Not only was there need for an immense production of mines and depth charges for ordinary uses, but the decision by the British to carry out the American Navy Department’s plans for a mine barrage across the North Sea, whose story is told in more detail in the chapter on “Working with the Allied Navies,” made necessary the production in enormous quantities of a new type of mine. Combination of the best types already in use and experiment with new features resulted in a satisfactory product of which large quantities were made and shipped abroad. All this need for high explosives caused a critical shortage and the supply of TNT, the standard charge for mines, aerial bombs and depth charges, was almost exhausted, because of the scarcity of toluol, its principal ingredient. In this menacing situation the navy’s bureau of ordnance began making exhaustive experiments which finally proved that xylol, the near chemical relative of toluol, could be used in its place. The resulting high explosive, to which was given the name TNX, proved to be the equal in every way of TNT and the building was ordered of a plant for the distillation of xylol which would make possible the production for the following year of 30,000,000 pounds of high explosives.

Armament had to be furnished for merchant ships, 2,500 of them, equipment for destroyers and submarine chasers, and all the multitude of requirements for ships on distant service and for the repair ships that accompanied them. All this increase in ships and plants and personnel called for an enormous increase in the amount of materials and stores it was necessary to provide for them. The greatest total of supplies bought for the Navy in any one pre-war year amounted to $27,000,000. But the greatest total for a single day during the war amounted to $30,000,000.

Among the giant tasks which the Navy undertook during the war was the building of an enormous structure in Washington for the housing of the Navy Department, of several immense storehouses, of which one in Brooklyn is said to be one of the largest storehouses in the world, the installation at Annapolis of the greatest high-power radio station yet erected, and the completion of the powerful radio plant at Pearl Harbor.

The Medical Department of the Navy increased under war conditions from 327 doctors to 3,074, dentists from 30 to 485, women nurses from 160 to 1,400, and Hospital Corps members from 1,585 to 14,718. Three hospital ships were added to its equipment, it had numerous hospitals and dispensaries scattered through Great Britain and France and its hospital service at home was enlarged from 3,000 to 17,000 beds.

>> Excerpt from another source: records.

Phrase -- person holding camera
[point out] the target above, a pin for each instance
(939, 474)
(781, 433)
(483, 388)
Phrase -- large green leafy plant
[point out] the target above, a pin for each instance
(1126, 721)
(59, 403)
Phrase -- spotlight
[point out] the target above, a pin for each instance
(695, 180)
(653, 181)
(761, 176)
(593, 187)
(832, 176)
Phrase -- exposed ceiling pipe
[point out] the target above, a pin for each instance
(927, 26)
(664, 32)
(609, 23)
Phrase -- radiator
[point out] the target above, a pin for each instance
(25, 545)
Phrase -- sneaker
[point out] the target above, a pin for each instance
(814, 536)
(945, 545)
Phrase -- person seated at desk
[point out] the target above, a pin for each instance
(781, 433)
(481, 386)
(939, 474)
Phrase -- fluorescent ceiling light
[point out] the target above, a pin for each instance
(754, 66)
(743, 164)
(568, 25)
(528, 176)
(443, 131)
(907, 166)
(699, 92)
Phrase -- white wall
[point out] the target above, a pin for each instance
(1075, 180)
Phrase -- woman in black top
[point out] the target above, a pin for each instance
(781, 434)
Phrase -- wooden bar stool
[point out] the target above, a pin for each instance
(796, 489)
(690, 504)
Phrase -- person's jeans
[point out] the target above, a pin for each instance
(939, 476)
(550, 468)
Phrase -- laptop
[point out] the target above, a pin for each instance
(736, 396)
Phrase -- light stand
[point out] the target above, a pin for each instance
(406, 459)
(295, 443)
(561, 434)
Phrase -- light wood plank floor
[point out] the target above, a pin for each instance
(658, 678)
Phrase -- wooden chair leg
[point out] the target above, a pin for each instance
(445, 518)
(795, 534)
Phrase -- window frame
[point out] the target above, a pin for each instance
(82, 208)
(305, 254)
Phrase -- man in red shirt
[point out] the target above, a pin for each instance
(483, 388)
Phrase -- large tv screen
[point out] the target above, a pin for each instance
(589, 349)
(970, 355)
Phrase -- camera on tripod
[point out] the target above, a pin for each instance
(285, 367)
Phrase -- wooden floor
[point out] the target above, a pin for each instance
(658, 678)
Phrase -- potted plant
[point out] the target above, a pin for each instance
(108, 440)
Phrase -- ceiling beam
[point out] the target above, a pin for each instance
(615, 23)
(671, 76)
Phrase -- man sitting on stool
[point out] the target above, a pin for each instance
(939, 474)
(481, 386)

The inventive ingenuity of the American people was apparently much attracted towards the problems of sea warfare in this conflict, for they began to send ideas, suggestions and devices to the Navy Department even before the United States became a belligerent. After that date the Consulting Board of the Navy, which has charge of such matters, was almost snowed under by these suggestions. During our participation in the war the Board examined and acted upon 110,000 letters, of which many included detailed plans or were accompanied by models of the contrivances which their writers hoped to have adopted. Most of them were either worthless or already known, but a comparatively small number were found valuable.

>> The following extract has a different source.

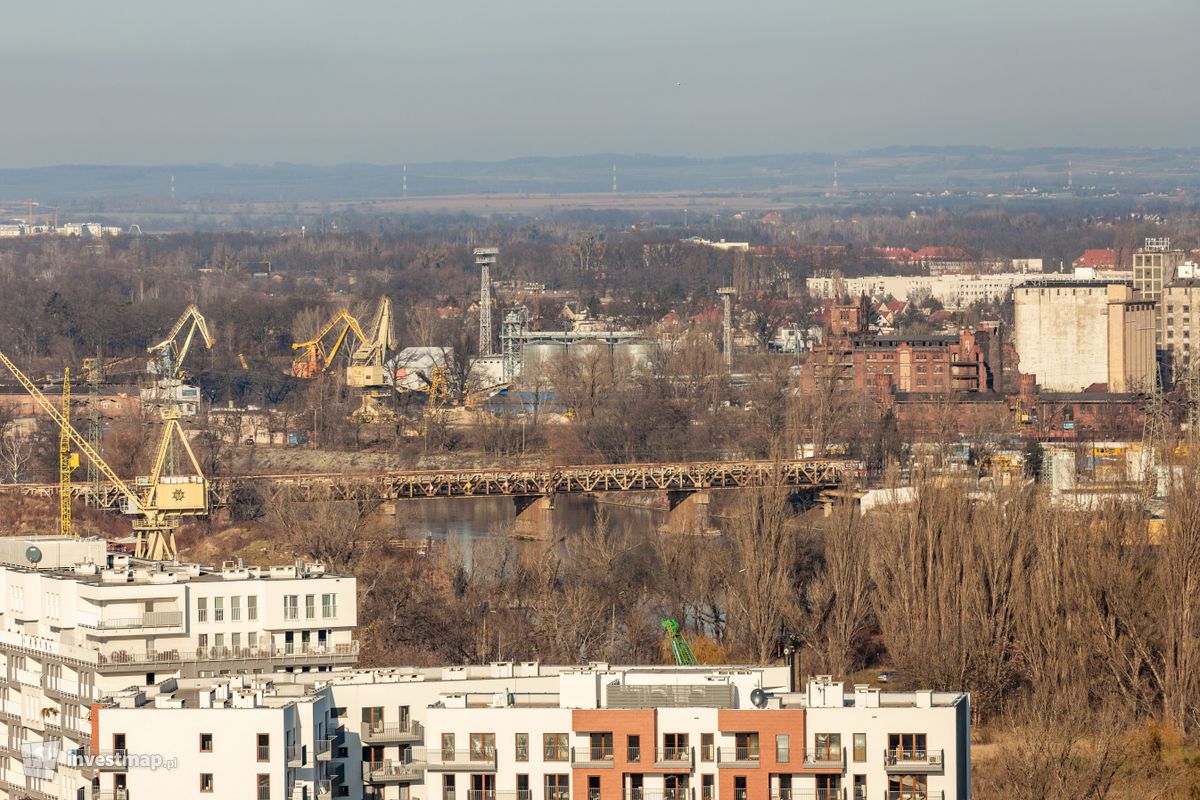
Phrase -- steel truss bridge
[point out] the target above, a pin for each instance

At the beginning of our war activities our naval roster listed over 65,000 officers and men, with 14,000 more in the Marine Corps. A year and a half later the Marines numbered 70,000 and in the Navy there were a little more than 497,000 men and women, for a goodly number of patriotic women had enlisted in order to undertake the duties of yeomen and so release able bodied men for active service. The total permanent personnel of the Navy, officers and men, had grown to 212,000. This rapid expansion had made necessary intensive training for both men and officers that was carried on with never ceasing activity at training stations on shore and on ships at sea in both home and foreign waters. In small-arms training alone a force of 5,000 expert instructors was built up who trained an average of 30,000 men per month.